Es muss vor Jahrzehnten etwas vorgefallen sein, was auch heute noch (un)bewusst eine ganze Familie in den Bann schlägt. Der Fernsehfilm „Auf dem Grund“ erzählt von wohlgehüteten Familiengeheimnissen, von Lebenslügen und ihren Nebenwirkungen für die Seele, die keine Gnade der späten Geburt kennt. Leidtragende sind in dieser komplizierten Konstellation alle. Besonders betroffen vom Schweigen der Eltern ist die älteste Tochter. Schon als Teenager wurde sie von Panikattacken geschüttelt. Mit den Jahren wurde es besser. Gut verdrängt heißt aber keineswegs gut gelebt. Die ehrgeizige Anne blieb ein Leben lang weit unter ihren Möglichkeiten. Das hält ihr nicht nur ihre kaltherzige Mutter bei jeder Gelegenheit vor, auch sie selbst weiß das. „Ich sehe Dinge, die es gar nicht gibt; ich hab‘ das Gefühl, ich werde verrückt“, sagt sie. So war das in ihrer Jugend, und so ist seit jenem Vorfall beim Geburtstag auch heute wieder. Unvermittelt springt die erwachsene Frau bekleidet ins Schwimmbecken, wie von Sinnen taucht sie unter, als ob sie auf dem Grund etwas suchen würde. „Es ist eine Irritation, eine Psychose, ein Erlebnis, was seit frühester Kindheit nie aufgelöst, nie behandelt wurde“, so Claudia Michelsen. „Dadurch schafft Anne es nicht, friedvoll in ihr eigenes Leben zu gelangen.“ Auf eine ganz andere Art und Weise leidet auch ihre Mutter.

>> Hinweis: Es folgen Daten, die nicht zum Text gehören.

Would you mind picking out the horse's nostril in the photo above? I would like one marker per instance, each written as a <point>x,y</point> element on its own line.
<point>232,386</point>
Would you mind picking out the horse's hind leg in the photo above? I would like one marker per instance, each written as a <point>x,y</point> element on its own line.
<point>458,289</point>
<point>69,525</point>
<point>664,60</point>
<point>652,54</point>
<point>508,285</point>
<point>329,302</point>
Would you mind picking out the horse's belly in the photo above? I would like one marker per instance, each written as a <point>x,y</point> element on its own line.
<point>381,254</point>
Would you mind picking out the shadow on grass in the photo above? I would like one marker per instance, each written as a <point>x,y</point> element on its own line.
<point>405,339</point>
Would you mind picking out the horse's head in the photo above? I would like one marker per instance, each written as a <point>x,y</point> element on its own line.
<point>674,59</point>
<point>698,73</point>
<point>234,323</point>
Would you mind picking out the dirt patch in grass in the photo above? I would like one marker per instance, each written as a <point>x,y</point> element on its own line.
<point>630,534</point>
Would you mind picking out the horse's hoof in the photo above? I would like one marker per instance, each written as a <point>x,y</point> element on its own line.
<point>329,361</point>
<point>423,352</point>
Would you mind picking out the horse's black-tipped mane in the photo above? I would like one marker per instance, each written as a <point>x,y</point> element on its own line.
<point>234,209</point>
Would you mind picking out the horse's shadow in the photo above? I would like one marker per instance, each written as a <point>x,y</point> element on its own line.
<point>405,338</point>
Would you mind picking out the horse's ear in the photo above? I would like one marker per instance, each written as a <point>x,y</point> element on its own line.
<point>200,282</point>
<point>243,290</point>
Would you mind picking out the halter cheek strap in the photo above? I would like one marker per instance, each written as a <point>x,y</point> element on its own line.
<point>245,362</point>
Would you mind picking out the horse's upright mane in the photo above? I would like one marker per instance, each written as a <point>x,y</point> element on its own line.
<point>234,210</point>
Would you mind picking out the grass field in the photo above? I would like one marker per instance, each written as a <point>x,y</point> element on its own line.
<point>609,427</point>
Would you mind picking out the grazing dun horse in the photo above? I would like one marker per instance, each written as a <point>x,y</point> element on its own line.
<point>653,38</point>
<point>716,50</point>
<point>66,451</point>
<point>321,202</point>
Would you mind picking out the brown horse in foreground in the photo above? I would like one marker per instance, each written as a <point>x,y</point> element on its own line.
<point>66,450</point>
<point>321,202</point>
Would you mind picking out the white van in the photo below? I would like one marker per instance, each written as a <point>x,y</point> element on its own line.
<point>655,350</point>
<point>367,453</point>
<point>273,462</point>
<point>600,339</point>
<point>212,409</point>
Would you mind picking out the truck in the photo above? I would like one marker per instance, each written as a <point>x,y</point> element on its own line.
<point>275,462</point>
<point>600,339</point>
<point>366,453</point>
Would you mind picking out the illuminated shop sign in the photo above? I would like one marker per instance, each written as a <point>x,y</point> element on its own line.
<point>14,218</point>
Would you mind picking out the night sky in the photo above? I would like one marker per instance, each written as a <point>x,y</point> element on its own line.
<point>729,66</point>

Sie näht zwanghaft, um zu vergessen. „Ich hatte nicht so viel Glück wie du“, hält sie ihrer Tochter vor, die nicht versteht, was ihre Mutter damit meint. Inge fällt es nicht so leicht zu verdrängen. Sie hat Schuldgefühle, trägt eine Menge (Selbst-)Hass in sich, und Anne kriegt viel davon ab.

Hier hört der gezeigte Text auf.